Ce faisant, on saisit bien la logique paranoïaque à l'oeuvre dans cet écrit : quiconque aide les étrangers en détresse serait en réalité un chantre de « l'immigration massive » ou un adepte des « migrants en situation irrégulière » qui ne peuvent être que des « demandeurs d'asile ». Parmi lesquels se cachent forcément des terroristes en puissance. Cette logique paranoïaque est aussi brutale, violente et manipulatrice. Sous couvert de « moyens légaux », il s'agit dans la foulée d'obtenir « l'évacuation des camps sauvages de migrants », mais aussi de « renseigner les administrés [avec une réunion publique] sur l'impact des politiques d'accueil et les raisons objectives qui motivent une opposition à leur accueil ».

Ne cachant ni sa colère si son émotion, Jean-Louis Fousseret dénonça un texte « donnant la nausée, même pas adapté au contexte local de l'accueil de 19 personnes.
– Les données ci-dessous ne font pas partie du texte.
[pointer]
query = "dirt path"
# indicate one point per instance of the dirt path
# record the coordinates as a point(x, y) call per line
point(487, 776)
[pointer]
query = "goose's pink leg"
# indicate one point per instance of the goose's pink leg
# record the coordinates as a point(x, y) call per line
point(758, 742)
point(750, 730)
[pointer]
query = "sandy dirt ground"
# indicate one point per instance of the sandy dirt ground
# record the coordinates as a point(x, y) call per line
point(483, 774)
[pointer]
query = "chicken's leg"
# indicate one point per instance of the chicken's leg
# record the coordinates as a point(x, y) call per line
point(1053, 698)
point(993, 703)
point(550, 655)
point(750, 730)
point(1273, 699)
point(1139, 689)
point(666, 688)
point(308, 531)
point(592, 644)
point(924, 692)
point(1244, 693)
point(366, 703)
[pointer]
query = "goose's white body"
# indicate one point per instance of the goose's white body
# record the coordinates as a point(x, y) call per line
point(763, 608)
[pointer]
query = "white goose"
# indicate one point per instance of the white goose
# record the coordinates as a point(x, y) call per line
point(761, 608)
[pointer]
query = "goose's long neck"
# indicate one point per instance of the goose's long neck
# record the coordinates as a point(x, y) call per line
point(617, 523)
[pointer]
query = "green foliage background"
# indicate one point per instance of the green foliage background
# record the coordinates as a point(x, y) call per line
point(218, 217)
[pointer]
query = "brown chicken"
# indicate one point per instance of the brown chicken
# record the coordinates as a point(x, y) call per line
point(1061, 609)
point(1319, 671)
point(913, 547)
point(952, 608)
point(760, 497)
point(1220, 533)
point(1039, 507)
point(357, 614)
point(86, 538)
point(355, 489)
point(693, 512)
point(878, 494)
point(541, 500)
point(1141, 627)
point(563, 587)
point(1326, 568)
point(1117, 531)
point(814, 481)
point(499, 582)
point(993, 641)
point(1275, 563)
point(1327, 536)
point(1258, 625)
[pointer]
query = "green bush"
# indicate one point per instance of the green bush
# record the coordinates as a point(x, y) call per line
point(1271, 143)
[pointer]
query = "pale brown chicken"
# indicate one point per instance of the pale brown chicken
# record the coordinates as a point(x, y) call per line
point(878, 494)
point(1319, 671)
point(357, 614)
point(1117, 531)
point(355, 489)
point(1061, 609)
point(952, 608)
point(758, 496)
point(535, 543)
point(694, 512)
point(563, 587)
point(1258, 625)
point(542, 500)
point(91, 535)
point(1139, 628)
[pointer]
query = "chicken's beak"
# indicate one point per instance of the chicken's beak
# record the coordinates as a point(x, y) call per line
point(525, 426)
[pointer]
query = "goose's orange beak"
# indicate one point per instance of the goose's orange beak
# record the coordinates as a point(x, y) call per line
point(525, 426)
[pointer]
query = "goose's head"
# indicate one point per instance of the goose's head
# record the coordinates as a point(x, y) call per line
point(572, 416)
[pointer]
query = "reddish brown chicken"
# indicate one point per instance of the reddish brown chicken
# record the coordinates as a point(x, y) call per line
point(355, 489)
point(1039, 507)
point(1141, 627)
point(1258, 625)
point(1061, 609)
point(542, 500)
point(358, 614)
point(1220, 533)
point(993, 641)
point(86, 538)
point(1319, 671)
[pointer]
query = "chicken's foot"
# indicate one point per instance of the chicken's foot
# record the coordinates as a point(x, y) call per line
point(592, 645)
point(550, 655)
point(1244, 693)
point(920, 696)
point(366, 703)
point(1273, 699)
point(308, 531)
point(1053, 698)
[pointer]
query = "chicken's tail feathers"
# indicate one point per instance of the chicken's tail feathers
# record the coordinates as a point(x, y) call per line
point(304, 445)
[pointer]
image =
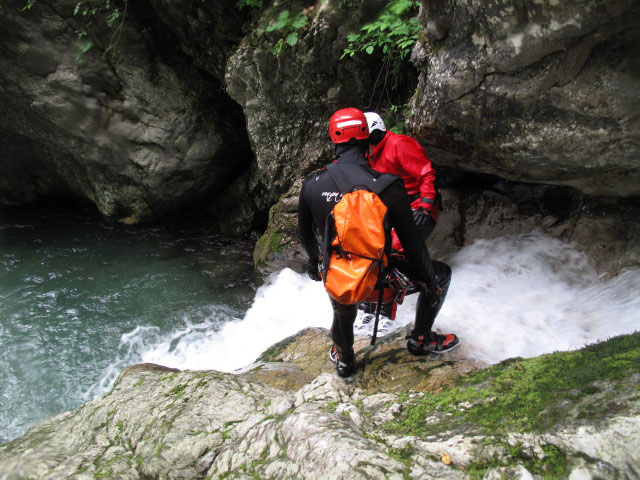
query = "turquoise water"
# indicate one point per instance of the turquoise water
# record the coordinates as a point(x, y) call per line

Votre fond de commerce, c'est la haine, ce texte est une insulte à tous les immigrés ». Ce faisant, il rappela que Sorour Barati-Aymonier, la nouvelle conseillère municipale installée après la démission de Pauline Jeannin, est d'origine iranienne. Il évoqua la mémoire du prêtre André Chays qui fit tant contre la guerre d'Algérie et contre la torture. Il tonna : « vous proposez le retour de la chasse à l'homme ! A Besançon, ce discours ne passera pas ! »

« Au nom de quoi voulez-vous nous interdire d'accueillir des réfugiés alors qu'Alep est sous les bombes, que des opposants sont assassinés ? »

Odile Faivre-Petitjean (MoDem), par ailleurs vice-présidente du conseil départemental où elle est en charge de l'enfance et des mineurs étrangers non accompagnés a témoigné très simplement : « On nous annonce des jeunes Erythréennes, nous allons les prendre en charge ». Christophe Lime, adjoint PCF, par ailleurs élu du personnel CGT à EDF, a dit sa fierté que le comité d'entreprise d'EDF ait proposé 3200 places pour accueillir des migrants dont 33 jeunes Erythréennes, Soudanaises et Somaliennes, la plus jeune ayant 13 ans, à Montgesoye, dans un château propriété de la Caisse centrale d'action sociale d'EDF : « il n'y a eu aucune réaction négative, messieurs du FN, laissez nous rire quand vous faites croire que les mots liberté-égalité-fraternité sont les vôtres ».

L'adjointe Anne Vignot (EELV) a elle aussi laissé parlé son indignation : « Au nom de quoi voulez-vous interdire à la commune d'accueillir des réfugiés alors qu'Alep est sous les bombes, que des opposants sont assassinés ? Votre motion est une honte ». Laurent Croizier (MoDem) a tenu quant à lui à fustiger « l'incohérence du FN qui ose parler du droit des femmes et de défense des animaux : les migrants sont plus dignes que vous. Notre devoir est d'accueillir des gens qui fuient la mort ».

Résultat du vote : 44 contre, 2 pour, 9 refus de vote.